The process for bringing new hires into the engineering organization requires a module about software security. The generic new hire process covers things like picking a good password and making sure people don’t tail you into the building, but this can be enhanced to cover topics such as secure coding, the SSDL, and internal security resources. The objective is to ensure that new hires enhance the security culture. Turnover in engineering organizations is generally high. Though a generic onboarding module is useful, it does not take the place of a timely and more complete introductory software security course.

[T2.7: 5] Identify satellite through training.

The satellite begins as a collection of people scattered across the organization who show an above-average level of security interest or advanced knowledge of new tech stacks and development methodologies. Identifying this group is a step toward creating a social network that speeds the adoption of security into software development. One way to begin is to track the people who stand out during training courses (see [SM2.3 Create or grow a satellite]). In general, a volunteer army may be easier to lead than one that is drafted.

Training Level 3

[T3.1: 3] Reward progression through curriculum (certification or HR).

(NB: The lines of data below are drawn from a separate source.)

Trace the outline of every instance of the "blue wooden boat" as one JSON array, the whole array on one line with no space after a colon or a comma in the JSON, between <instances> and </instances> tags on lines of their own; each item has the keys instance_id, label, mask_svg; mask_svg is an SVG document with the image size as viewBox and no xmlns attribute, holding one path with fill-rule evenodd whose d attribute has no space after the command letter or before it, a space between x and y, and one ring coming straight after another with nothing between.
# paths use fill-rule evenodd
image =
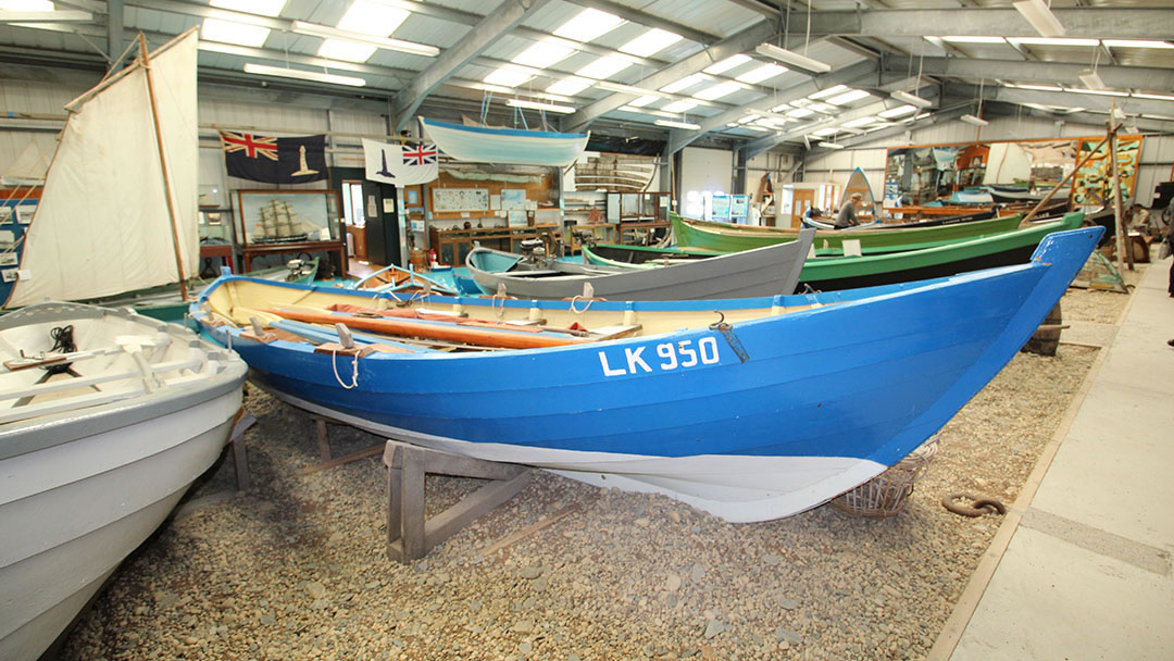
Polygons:
<instances>
[{"instance_id":1,"label":"blue wooden boat","mask_svg":"<svg viewBox=\"0 0 1174 661\"><path fill-rule=\"evenodd\" d=\"M308 411L758 521L863 484L937 432L1023 346L1102 231L1048 235L1024 264L824 294L398 301L223 277L190 313ZM355 356L331 322L355 331ZM461 350L461 332L475 344Z\"/></svg>"}]
</instances>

Knowledge is its own reward, but progression through the security curriculum brings other benefits too. Developers, testers, and others see a career advantage in learning about security. The reward system can be formal and lead to a certification or official mark in the HR system, or it can be less formal and use motivators such as praise letters for the satellite written at annual review time. Involving a corporate training department and/or HR can make security’s impact on career progression more obvious, but the SSG should continue to monitor security knowledge in the firm and not cede complete control or oversight.

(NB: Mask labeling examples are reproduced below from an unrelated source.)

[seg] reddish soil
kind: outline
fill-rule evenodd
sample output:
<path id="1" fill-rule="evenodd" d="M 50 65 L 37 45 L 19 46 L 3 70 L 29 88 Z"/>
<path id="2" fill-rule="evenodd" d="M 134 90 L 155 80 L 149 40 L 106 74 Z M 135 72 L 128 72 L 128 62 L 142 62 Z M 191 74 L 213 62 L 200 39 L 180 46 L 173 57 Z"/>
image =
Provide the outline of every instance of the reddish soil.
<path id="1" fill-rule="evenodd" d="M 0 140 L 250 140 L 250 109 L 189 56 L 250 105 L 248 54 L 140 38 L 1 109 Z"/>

[T3.2: 5] Provide training for vendors or outsourced workers.

Spending time and effort helping suppliers get security right at the outset is easier than trying to figure out what they screwed up later on, especially if the agile team has sprinted on to other projects. In the best case, outsourced workers receive the same training given to employees. Training individual contractors is much more natural than training entire outsource firms and is a reasonable way to start. Of course, it’s important to train everyone who works on your software regardless of their employment status.

[T3.3: 2] Host external software security events.

The organization highlights its security culture as a differentiator by hosting security events featuring external speakers and content. Good examples of this are Microsoft’s BlueHat and Intel’s Security Conference. Employees benefit from hearing outside perspectives, especially related to fast-moving technology areas. The organization as a whole benefits from putting its security cred on display (see [SM3.2 Run an external marketing program]). Events open to just certain small groups will not result in the desired change.

[T3.4: 7] Require an annual refresher.

Everyone involved in the SSDL is required to take an annual software security refresher course. The refresher keeps the staff up-to-date on security and ensures the organization doesn’t lose focus due to turnover, evolving methodologies, or changing deployment models. The SSG might use half a day to give an update on the security landscape and explain changes to policies and standards. A refresher can be rolled out as part of a firm-wide security day or in concert with an internal security conference.

[T3.5: 2] Establish SSG office hours.

The SSG offers help to any and all comers during an advertised lab period or regularly scheduled office hours. By acting as an informal resource for people who want to solve security problems, the SSG leverages teachable moments and emphasizes the carrot over the stick. Office hours might be held one afternoon per week in the office of a senior SSG member. Roving office hours are also a possibility, with visits to particular product or application groups slated by request.